The MICROspecialties, keratome blades are designed to produce a corneal flap when used with the following Moria microkeratomes:

• MICROspecialties 200200 Blade for use on Moria LSK Microkeratome .
• MICROspecialties 600600 Blade for use on Moria CB Microkeratome

The disposable 200200 microkeratome blade is designed to be used with the Moria LSK microkeratome system. The disposable 600600 microkeratome blade is designed to be used with the Moria CB microkeratome system. Both of these blades are designed to produce a corneal flap. The blades are packaged in plastic cases to protect the cutting edge and the placed in a Tyvek/poly pouch. They are sold as ten blades per box or in larger quantities of thirty (three ten-packs).

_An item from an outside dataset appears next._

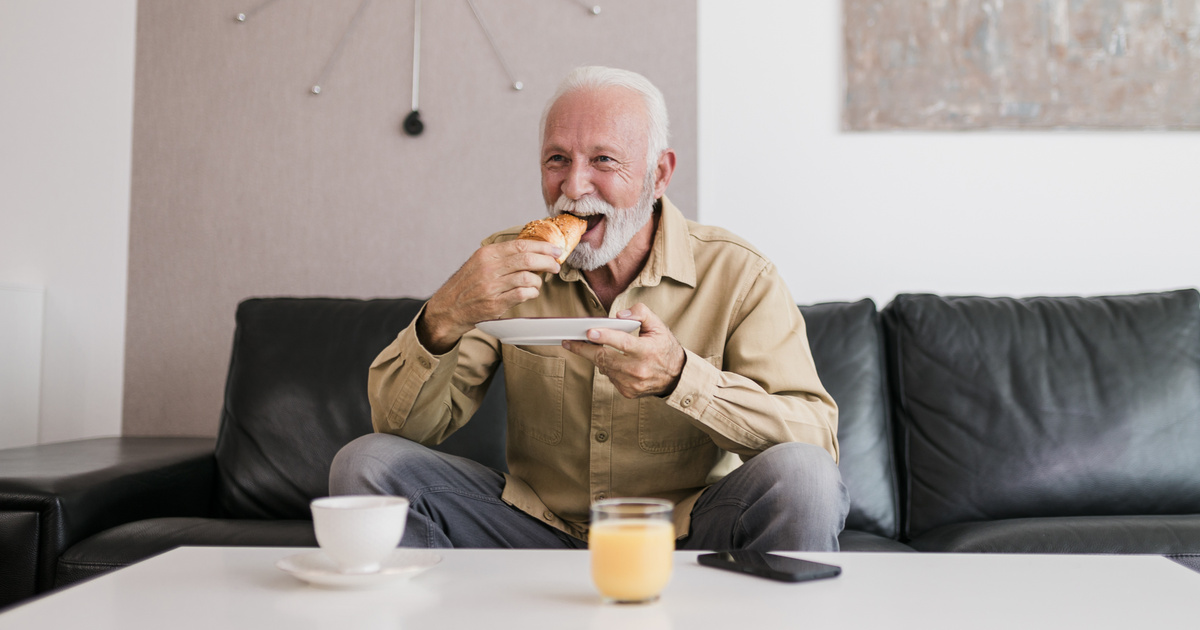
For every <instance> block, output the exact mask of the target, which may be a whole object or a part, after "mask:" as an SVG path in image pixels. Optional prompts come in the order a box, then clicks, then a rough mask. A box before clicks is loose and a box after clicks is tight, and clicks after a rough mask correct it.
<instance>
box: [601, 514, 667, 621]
mask: <svg viewBox="0 0 1200 630" xmlns="http://www.w3.org/2000/svg"><path fill="white" fill-rule="evenodd" d="M672 508H673V505H672V504H671V502H668V500H662V499H641V498H629V499H604V500H598V502H595V503H593V504H592V527H590V530H589V533H588V550H589V551H590V553H592V582H594V583H595V586H596V590H599V592H600V595H602V596H604V598H605V601H610V602H618V604H642V602H649V601H654V600H656V599H659V594H660V593H662V588H664V587H666V586H667V582H668V581H670V580H671V563H672V554H673V552H674V524H672V522H671V510H672Z"/></svg>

Labeling identifies each quantity per box. The blades are then gamma radiation sterilized.
The blades are made from medical grade stainless steel with a single cutting edge. They are assembled with their compatible head and driver systems.

The provided text describes a 510(k) summary for two styles of microkeratome blades, but it is not a study report that would include detailed acceptance criteria and performance data in the format requested.

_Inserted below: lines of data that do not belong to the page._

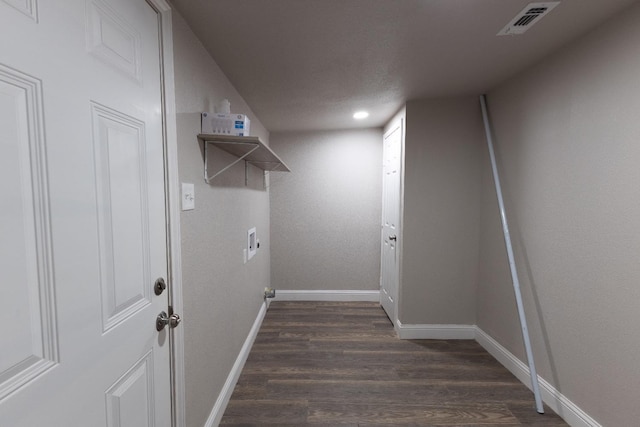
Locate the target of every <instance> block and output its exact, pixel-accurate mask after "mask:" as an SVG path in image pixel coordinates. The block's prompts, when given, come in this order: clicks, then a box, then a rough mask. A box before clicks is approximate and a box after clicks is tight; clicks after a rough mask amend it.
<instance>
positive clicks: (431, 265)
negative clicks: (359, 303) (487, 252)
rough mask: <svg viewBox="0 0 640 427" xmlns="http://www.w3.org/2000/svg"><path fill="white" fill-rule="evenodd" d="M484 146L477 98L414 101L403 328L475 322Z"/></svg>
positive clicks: (403, 308)
mask: <svg viewBox="0 0 640 427" xmlns="http://www.w3.org/2000/svg"><path fill="white" fill-rule="evenodd" d="M482 144H483V134H482V121H481V117H480V111H479V107H478V102H477V100H476V99H475V98H458V99H440V100H429V101H411V102H408V103H407V105H406V137H405V159H404V161H405V165H404V167H405V169H404V216H403V242H401V244H402V245H403V246H402V256H403V260H402V272H401V275H402V284H401V288H400V295H399V304H400V306H399V319H400V322H402V323H407V324H475V311H476V310H475V297H476V277H477V268H478V245H479V232H480V230H479V214H478V212H479V209H480V192H481V185H480V179H481V176H482V168H481V163H480V162H481V160H480V158H481V153H482V151H481V150H482V148H481V147H482Z"/></svg>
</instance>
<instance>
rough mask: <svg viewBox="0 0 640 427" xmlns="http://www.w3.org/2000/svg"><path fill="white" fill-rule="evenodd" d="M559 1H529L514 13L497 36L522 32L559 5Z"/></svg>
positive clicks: (508, 34) (509, 35)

The document primarily focuses on demonstrating substantial equivalence to a predicate device. It briefly mentions a "nonclinical evaluation" and "design validation" but does not provide the specific quantitative details needed to fill out a table of acceptance criteria and reported device performance, nor does it detail the methodology of a formal study with the requested elements.

Therefore, I cannot generate the requested table and detailed study information. However, I can extract the available information regarding the evaluation performed:

Summary of Device Evaluation Information from the Document:

• Acceptance Criteria and Reported Device Performance: This information is not provided in a quantitative or systematic way in the document. The text generally states that "Engineering, manufacturing and inspection specifications were finalized based on this evaluation," and "The blades go through 100% inspection to insure that they meet the product specification and follow design controls of MICROspecialties." No specific numerical criteria or performance metrics are given.
• Sample size used for the test set and the data provenance: Not explicitly stated. The document mentions "Independent physicians and clinics were used to evaluate the performance," but does not give a specific sample size for the test set or the country of origin. It appears to be a nonclinical evaluation.
• Number of experts used to establish the ground truth for the test set and the qualifications of those experts: Not explicitly stated. The document mentions "Independent physicians and clinics," but does not specify how many, their specialties, or their years of experience.
• Adjudication method: Not mentioned.
• If a multi reader multi case (MRMC) comparative effectiveness study was done: No, an MRMC study is not mentioned or described.
• If a standalone (i.e. algorithm only without human-in-the-loop performance) was done: Not applicable. This is a medical device (surgical blade), not an AI algorithm.
• The type of ground truth used: Not explicitly defined in terms of a formal ground truth process. The evaluation included "package handling, ease of use, performance on the respective Moria microkeratomes" and "appearance, compatibility with the Moria microkeratomes and performance within these systems." This suggests observation-based feedback and functional testing.
• The sample size for the training set: Not applicable and not mentioned. This is a medical device, not an AI model requiring a training set.
• How the ground truth for the training set was established: Not applicable and not mentioned.

Conclusion:

The provided 510(k) summary is a regulatory document focused on demonstrating substantial equivalence. It does not contain the detailed, quantitative study data typically found in a scientific paper or a comprehensive test report that would describe explicit acceptance criteria, performance metrics, ground truth establishment, or statistical methods. It largely relies on a risk analysis, design validation, manufacturing controls, and qualitative user feedback to support its claims of safety and effectiveness relative to a predicate device.